The ohia tree, legend had it, was Pele's tree. Not only does it grow all over, but it has a red shaving-brush-like flower, like a little fire. Sharp-eyed hikers on Devastation Trail may notice Pele's tears -- dark brown blobs of volcanic glass.
We made a stop at the observatory of the United States Geological Survey. According to Ebersole, a temple dedicated to Pele, called the Temple of Wailing or Weeping Priests, used to be on this same spot. The temple was occupied 24 hours a day by the priests of Pele, who chanted and presented offerings continually. ``The whole idea was to keep Pele happy and keep the lid on,'' he says.
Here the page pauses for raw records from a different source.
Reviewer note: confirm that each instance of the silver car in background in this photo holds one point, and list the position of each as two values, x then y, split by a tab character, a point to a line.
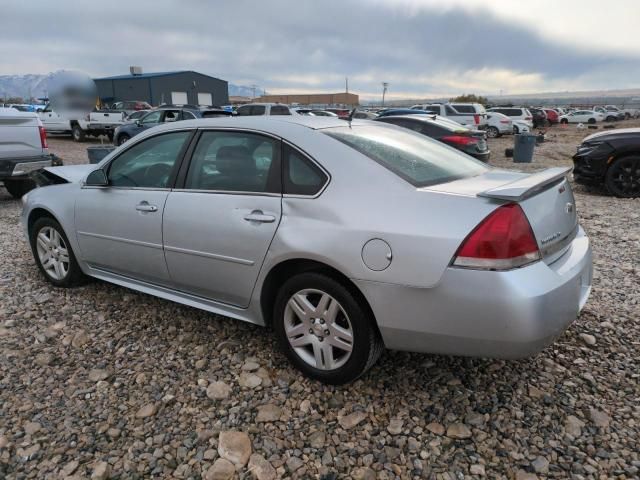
345	238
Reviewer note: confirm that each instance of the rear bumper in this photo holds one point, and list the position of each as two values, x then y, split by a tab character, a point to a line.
22	167
509	314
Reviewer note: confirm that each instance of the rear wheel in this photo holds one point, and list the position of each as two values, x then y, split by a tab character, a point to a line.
77	133
17	188
623	177
53	254
493	132
324	330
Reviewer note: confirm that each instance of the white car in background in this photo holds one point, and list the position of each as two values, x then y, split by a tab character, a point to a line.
582	116
499	125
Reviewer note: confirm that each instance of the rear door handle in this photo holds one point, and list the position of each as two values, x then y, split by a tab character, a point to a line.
145	207
259	216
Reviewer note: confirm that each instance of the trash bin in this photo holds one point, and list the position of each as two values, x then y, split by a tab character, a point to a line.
97	153
523	145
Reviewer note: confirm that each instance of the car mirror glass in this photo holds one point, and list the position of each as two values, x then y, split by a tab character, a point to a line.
97	178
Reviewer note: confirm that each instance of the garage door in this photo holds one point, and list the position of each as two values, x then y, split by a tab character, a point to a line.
205	99
179	98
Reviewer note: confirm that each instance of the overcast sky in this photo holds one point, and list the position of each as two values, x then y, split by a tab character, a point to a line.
422	48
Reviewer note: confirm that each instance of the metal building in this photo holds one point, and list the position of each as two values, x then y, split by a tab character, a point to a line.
182	87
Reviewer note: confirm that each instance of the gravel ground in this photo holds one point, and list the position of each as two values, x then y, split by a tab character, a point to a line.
103	382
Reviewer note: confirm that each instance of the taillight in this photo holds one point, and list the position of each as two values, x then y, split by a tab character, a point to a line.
502	241
43	137
459	139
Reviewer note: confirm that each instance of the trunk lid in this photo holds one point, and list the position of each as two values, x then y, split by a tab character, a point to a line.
545	197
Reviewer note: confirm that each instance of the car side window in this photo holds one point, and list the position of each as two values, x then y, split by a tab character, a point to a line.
148	164
235	162
280	110
152	118
301	175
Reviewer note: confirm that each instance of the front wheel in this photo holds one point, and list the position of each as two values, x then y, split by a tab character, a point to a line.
324	330
53	255
492	132
17	188
623	177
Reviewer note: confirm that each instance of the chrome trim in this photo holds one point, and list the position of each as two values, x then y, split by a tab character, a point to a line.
123	240
230	192
214	256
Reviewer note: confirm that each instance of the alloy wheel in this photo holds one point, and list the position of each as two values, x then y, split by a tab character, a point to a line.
318	329
52	253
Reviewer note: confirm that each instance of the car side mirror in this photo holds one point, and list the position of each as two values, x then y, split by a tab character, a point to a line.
97	178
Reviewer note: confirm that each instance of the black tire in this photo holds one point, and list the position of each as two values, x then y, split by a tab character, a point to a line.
623	177
17	188
77	133
493	132
74	275
366	345
122	139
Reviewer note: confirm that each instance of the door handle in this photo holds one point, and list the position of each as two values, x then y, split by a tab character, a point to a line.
259	216
145	207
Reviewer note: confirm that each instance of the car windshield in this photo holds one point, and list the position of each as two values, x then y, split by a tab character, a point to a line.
416	158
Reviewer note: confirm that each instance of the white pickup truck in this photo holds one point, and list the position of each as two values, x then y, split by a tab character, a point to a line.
23	149
81	124
472	115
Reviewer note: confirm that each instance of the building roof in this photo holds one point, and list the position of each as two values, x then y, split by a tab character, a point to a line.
151	75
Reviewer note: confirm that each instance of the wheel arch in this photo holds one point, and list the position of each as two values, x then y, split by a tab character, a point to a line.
280	272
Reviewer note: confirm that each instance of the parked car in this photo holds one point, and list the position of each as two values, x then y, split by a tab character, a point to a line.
161	115
129	106
494	260
23	149
552	116
582	116
611	159
81	124
471	142
472	115
499	125
539	117
258	109
519	115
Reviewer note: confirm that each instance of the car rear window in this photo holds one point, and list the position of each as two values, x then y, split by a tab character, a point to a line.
415	158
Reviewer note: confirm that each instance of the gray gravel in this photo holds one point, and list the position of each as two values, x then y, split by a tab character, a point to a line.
102	382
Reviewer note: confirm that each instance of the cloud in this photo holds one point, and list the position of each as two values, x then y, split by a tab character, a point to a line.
420	48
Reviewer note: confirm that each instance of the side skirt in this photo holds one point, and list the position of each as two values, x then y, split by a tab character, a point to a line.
175	295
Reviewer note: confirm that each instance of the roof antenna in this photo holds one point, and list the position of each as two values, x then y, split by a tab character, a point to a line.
350	118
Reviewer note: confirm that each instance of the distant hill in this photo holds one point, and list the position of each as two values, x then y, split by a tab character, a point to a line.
34	85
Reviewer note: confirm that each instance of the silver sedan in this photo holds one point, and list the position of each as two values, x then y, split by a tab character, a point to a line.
343	238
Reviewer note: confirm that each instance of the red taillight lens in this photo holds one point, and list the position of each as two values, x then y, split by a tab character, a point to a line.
43	137
502	241
459	140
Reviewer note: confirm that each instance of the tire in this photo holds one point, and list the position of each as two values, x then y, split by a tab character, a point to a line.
493	132
313	343
17	188
48	240
623	177
122	139
77	133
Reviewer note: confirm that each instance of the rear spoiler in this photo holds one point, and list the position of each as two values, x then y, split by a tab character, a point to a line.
525	187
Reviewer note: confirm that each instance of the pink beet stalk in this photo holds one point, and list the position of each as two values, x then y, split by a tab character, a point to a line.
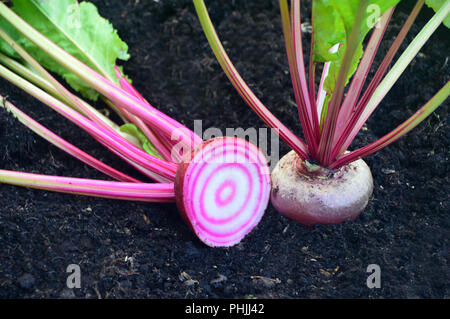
64	145
161	193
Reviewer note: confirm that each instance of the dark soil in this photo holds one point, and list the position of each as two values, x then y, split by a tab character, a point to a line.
129	250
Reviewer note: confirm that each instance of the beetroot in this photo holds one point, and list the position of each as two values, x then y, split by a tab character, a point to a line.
222	190
326	197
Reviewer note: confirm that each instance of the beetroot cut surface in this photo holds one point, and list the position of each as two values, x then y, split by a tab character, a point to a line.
222	190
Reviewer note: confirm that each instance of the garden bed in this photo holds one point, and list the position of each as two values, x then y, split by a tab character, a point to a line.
129	250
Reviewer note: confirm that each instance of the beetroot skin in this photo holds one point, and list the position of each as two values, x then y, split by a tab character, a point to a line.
311	199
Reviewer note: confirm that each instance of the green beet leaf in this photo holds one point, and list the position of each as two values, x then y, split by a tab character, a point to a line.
436	5
75	27
333	21
132	130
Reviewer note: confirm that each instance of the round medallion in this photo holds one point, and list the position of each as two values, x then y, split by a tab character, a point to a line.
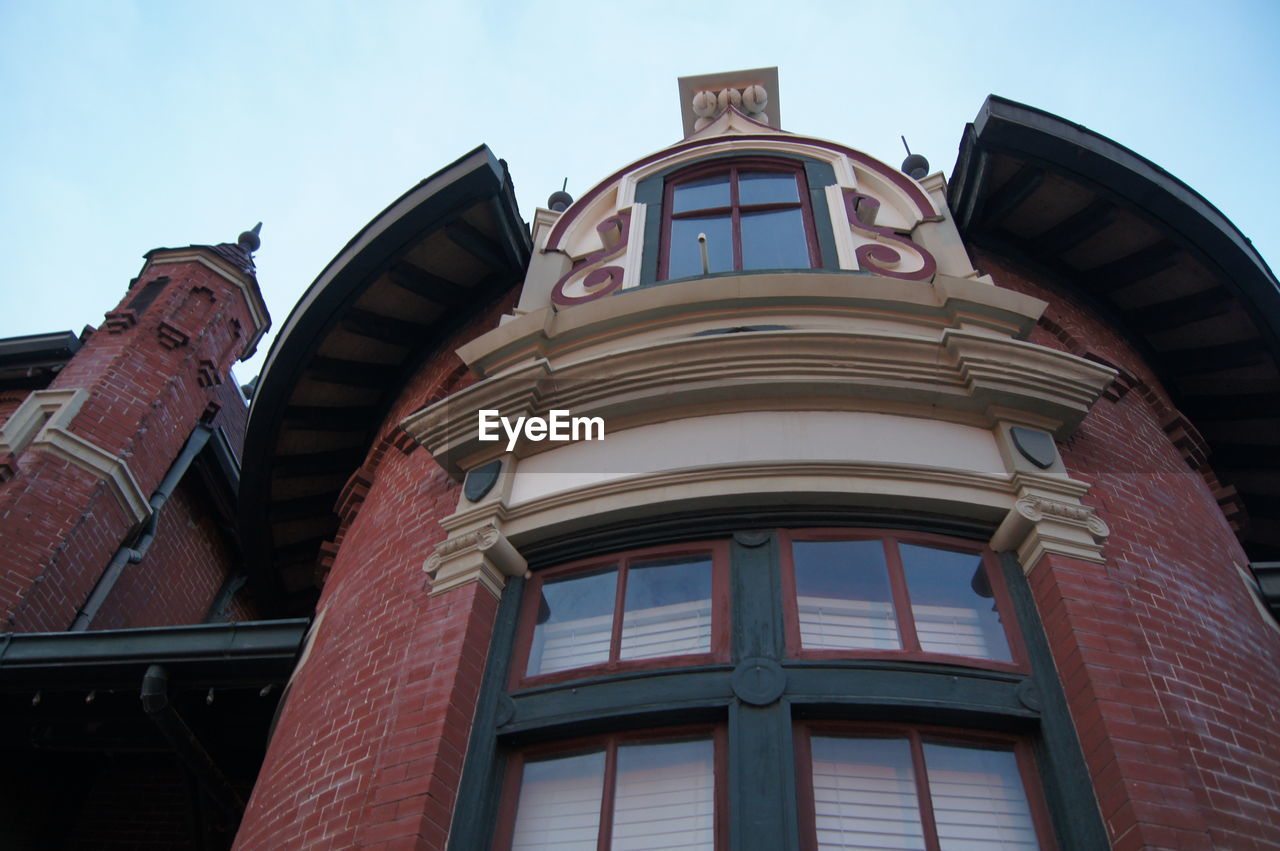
758	681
These ancient priests watched Pele's every mood. Today 30 or 40 technicians and scientists from the US Geological Survey are doing the same thing, keeping their own 24-hour-a-day vigil over Pele, ``and I'm sure wailing a lot every time it erupts . . . with glee.'' Practical details
Mr. Ebersole offers a variety of day and overnight trips for small groups.
Custom trips can be arranged: cost varies between $40 and $50 a day. Write Mr. Ebersole at Star Route 8-1502, Keaau, Hawaii 96749.
Mr. Ebersole offers a five-day trip (which covers different sites of interest around the Big Island) through Elderhostel; if you qualify (age 60 or over) write for their catalog: Elderhostel, 100 Boylston Street, Boston, Mass. 02116. The cost is $200 per person.
The National Park Service Station offers some helpful booklets for those who come on their own. The best general guide is ``Volcano Watching,'' by Robert and Barbara Decker. Another good one is ``Hawaii Volcanoes, the Story Behind the Scenery,'' by Glen Kaye.
The park rangers offer nature walks in summer.
This part of the Big Island has freakish weather. Bring a sweater and rain gear and be prepared to put them on and take them off them frequently throughout the day.